While considering what I would write for this (potentially) apolitical piece, all I could think about was my senior thesis. I’ll be finishing my bachelor’s in December, and while this plan has certain advantages (moving out of dorms a semester early), it also means I have to write my thesis in my last semester of school. I mean that I really have to get it done, which is a bit of an issue given that it’s a month in and I have… slightly more than nothing. Granted, it’s not that I’m worried about finishing. Rather, it’s that I need to put my nose to the grindstone; focus on doing the research, writing, and classwork I have to do; and not let unnecessary distractions get in my way.
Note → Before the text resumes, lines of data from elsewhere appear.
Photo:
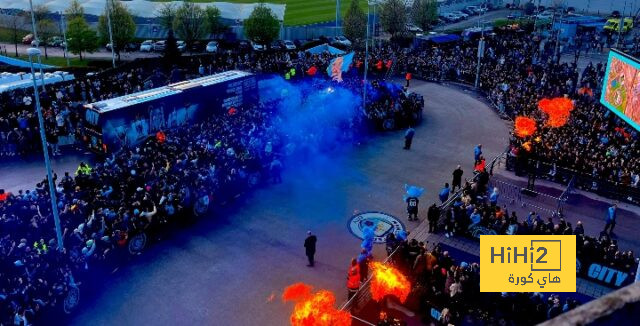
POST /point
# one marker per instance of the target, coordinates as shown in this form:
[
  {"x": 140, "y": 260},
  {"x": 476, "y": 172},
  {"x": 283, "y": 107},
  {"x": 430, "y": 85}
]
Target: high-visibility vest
[{"x": 353, "y": 279}]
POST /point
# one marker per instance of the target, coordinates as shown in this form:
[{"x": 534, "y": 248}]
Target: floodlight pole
[
  {"x": 35, "y": 37},
  {"x": 366, "y": 62},
  {"x": 621, "y": 24},
  {"x": 337, "y": 16},
  {"x": 45, "y": 150},
  {"x": 113, "y": 55},
  {"x": 64, "y": 37}
]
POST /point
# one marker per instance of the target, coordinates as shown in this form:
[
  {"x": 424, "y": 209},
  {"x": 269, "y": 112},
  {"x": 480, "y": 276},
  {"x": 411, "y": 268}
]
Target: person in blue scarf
[
  {"x": 477, "y": 152},
  {"x": 444, "y": 193},
  {"x": 611, "y": 219}
]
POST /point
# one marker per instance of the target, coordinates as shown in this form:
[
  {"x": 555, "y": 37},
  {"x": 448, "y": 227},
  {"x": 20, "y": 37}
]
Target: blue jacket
[
  {"x": 444, "y": 194},
  {"x": 477, "y": 151},
  {"x": 611, "y": 214}
]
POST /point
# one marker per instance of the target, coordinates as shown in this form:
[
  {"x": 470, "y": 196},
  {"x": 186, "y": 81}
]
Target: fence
[{"x": 574, "y": 179}]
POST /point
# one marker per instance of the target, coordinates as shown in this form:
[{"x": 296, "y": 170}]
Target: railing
[
  {"x": 363, "y": 295},
  {"x": 579, "y": 180}
]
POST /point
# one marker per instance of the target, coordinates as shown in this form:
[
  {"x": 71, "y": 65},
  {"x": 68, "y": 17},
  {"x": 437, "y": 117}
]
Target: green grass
[
  {"x": 304, "y": 12},
  {"x": 59, "y": 61},
  {"x": 6, "y": 35}
]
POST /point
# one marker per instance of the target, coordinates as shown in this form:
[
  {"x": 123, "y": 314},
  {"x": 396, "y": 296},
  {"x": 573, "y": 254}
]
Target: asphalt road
[
  {"x": 225, "y": 269},
  {"x": 102, "y": 53}
]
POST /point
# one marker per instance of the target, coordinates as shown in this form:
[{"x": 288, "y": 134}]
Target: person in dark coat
[
  {"x": 457, "y": 178},
  {"x": 408, "y": 138},
  {"x": 433, "y": 215},
  {"x": 310, "y": 247}
]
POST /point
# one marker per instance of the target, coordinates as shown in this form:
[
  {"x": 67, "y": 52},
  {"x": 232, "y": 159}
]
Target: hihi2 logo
[{"x": 527, "y": 263}]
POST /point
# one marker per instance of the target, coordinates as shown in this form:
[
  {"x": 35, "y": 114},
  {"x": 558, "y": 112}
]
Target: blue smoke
[{"x": 315, "y": 116}]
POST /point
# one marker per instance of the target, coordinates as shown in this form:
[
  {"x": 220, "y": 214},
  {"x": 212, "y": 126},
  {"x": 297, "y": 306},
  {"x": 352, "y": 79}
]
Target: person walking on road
[
  {"x": 444, "y": 193},
  {"x": 310, "y": 247},
  {"x": 408, "y": 138},
  {"x": 412, "y": 208},
  {"x": 611, "y": 219},
  {"x": 477, "y": 152},
  {"x": 433, "y": 215}
]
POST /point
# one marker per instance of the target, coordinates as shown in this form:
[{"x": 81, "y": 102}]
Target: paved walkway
[{"x": 225, "y": 269}]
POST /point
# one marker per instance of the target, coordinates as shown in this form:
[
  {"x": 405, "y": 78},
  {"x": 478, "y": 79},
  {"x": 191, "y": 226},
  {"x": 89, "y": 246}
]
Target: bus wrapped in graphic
[{"x": 125, "y": 121}]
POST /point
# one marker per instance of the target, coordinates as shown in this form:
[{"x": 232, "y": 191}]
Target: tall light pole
[
  {"x": 337, "y": 16},
  {"x": 366, "y": 62},
  {"x": 52, "y": 187},
  {"x": 35, "y": 37},
  {"x": 621, "y": 24},
  {"x": 113, "y": 55},
  {"x": 63, "y": 27}
]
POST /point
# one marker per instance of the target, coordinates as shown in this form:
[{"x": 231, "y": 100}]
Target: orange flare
[
  {"x": 558, "y": 109},
  {"x": 314, "y": 309},
  {"x": 525, "y": 127},
  {"x": 387, "y": 280}
]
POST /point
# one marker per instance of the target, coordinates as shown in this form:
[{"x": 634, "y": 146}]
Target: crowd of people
[
  {"x": 518, "y": 70},
  {"x": 141, "y": 190},
  {"x": 62, "y": 103},
  {"x": 163, "y": 180}
]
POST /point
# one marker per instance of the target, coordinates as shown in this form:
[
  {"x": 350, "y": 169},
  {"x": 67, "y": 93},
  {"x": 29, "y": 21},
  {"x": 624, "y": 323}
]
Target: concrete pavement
[{"x": 225, "y": 269}]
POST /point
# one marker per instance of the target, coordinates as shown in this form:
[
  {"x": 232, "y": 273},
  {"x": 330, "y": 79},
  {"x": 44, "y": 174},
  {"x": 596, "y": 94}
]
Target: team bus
[{"x": 127, "y": 120}]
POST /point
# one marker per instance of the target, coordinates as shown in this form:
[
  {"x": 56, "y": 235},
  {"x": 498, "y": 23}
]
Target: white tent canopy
[{"x": 144, "y": 8}]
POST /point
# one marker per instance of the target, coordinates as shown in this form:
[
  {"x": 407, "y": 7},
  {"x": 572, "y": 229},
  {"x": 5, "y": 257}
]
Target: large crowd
[
  {"x": 162, "y": 180},
  {"x": 518, "y": 70}
]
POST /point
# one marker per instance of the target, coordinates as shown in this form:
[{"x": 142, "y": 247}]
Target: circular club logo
[{"x": 384, "y": 224}]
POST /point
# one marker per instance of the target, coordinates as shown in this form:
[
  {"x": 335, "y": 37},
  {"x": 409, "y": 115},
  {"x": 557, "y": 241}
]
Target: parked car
[
  {"x": 461, "y": 14},
  {"x": 146, "y": 46},
  {"x": 276, "y": 46},
  {"x": 27, "y": 39},
  {"x": 159, "y": 46},
  {"x": 413, "y": 28},
  {"x": 211, "y": 47},
  {"x": 257, "y": 47},
  {"x": 197, "y": 46},
  {"x": 55, "y": 41},
  {"x": 452, "y": 17},
  {"x": 244, "y": 45},
  {"x": 287, "y": 44},
  {"x": 131, "y": 46},
  {"x": 341, "y": 40},
  {"x": 181, "y": 45}
]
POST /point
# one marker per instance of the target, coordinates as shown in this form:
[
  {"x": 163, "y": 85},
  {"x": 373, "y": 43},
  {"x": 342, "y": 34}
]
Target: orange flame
[
  {"x": 314, "y": 309},
  {"x": 558, "y": 109},
  {"x": 525, "y": 127},
  {"x": 387, "y": 280}
]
There is something here that needs to get done, whether I like it or not, and only once I have it taken care of can I do other things, engage in the activities I want to, expand beyond what I have to do…
Kind of like Congress.
It occurs to me that this is a rather simple lesson Congress could learn, too, and use as its New Year’s resolution. At the risk of inflicting overly-cute wordplay on this blog’s readers, it seems that Congress should adopt a Resolutions Resolution. In recent years, Congress has become reliant upon continuing resolutions as a way of allowing the federal government to function in lieu of actual appropriations bills. Although Congress hasn’t been using such measures as much as a decade ago (there were 21 for the 2001 budget), it is much worse now than in, say, the latter half of the Bush Administration, and still historically very high. This is silly. Constitutionally, the budget is absolutely paramount among Congress’s duties; that the body cannot even pass such basic laws is a travesty, one that Congress should take it upon themselves to fix. Here is my proposal for Congress’s Resolutions Resolution: focus until you can pass a budget in a timely fashion. No commemorations, no pet projects, no filler, no nothing until continuing resolutions are not in constant use as a fiscal and legislative crutch.